How the hell are you using your GPS when the car is in motion? The instructions totally said not to.
I don't work in maintenance and don't claim to be an expert, but there are a few factors at play here.
1) This is America, the most sue-happy country on the face of the earth. I'm NOT speaking from authority and I am completely speculating but my gut tells me that the manufacturers came up with these recommendations to cover themselves from liability (if... let's say a coaster saddles in a place where riders are stuck for hours and then they turn around and sue the park), and the parks obey these recommendations so if something does happen and someone tries to hold them liable they can turn around and pass that liability on to the manufacturer. If they didn't follow these recommendations, the manufacturer would likely tell them to go screw (sorry, that's a bit of complex legal jargon) and be absolved from liability.
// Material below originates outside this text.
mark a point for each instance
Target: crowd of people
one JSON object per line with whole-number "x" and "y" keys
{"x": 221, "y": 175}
I pulled that COMPLETELY out of my a**, but I feel like that's very likely what's going on here, especially because other countries who aren't as sue happy seem to have no issue running coasters in the dead of winter (hi, Japan!).
From what I can tell, the coasters can run fine if you don't mind a few close calls in morning testing, and the park thinks that the risk/reward is worth it if it means they can stay open 2 extra months and make a notable profit in November and December for (likely) the first time in their history. They likely don't think the event would be nearly as profitable without their coasters, and they're likely correct. Other parks have different philosophies but also appeal to different demographics and/or invest more heavily in non coaster related holiday offerings like shows / ice skating rinks / animal encounters / snow slides and things of that nature.
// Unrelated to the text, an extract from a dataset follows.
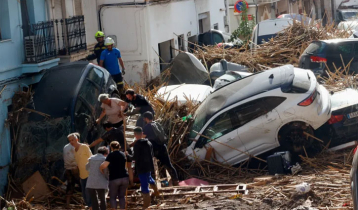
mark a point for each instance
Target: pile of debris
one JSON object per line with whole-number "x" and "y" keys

2) Unlike at Great Adventure, Six Flags New England's plan for running coasters in the winter is more involved than just hitting the dispatch button and hoping for the best. In addition to likely using harder / faster wheels, they use wheel heaters on all of their coasters for the event. I went into a little bit of detail elsewhere so I'll just quote my previous post in a different thread.
Joker and Mind Eraser had heat lamps in their stations. They weren't right on the wheels, but they warmed the temperature of the station overall which was nice for the riders, the people in the queue and for the train (as they were pointed at the train, just backed off 5 to 10 feet). Batman (their floorless coaster) had tons of huge lamps under the track pointed up at the floor mechanism and the wheels.
On a more interesting note, they brought out the heavy artillery on Thunderbolt (their classic, valley-prone wood coaster). They had an enormous (and I mean enormous) propane heater attached to a tube and a sheet metal vent system they built under the station that absolutely blasted the wheels with heat to the point that even sitting on the train waiting to dispatch was awesome since you were nice and toasty warm just sitting in the train despite the 31 degree temperature. They were monitoring the speed and if it ever ran slow they just waited a few extra minutes to send it while they blasted the entire thing with heat. It ran great.
Also, once a coaster gets warmed up it runs faster. There's a big difference between cold starting a coaster on a 27 degree night with a test run of an empty train and starting it with the sun out at 2 in the afternoon when it's likely 15 degrees warmer, running it all day which gets the wheels warmed up and causes it to speed up and then having it drop down to 27 degrees later on at which point the coasters has been running for 6 hours already... especially since it's running 1 train which means it's never parked on the block brake. It's ALWAYS either moving or sitting over heat lamps in the station so the wheels stay warm.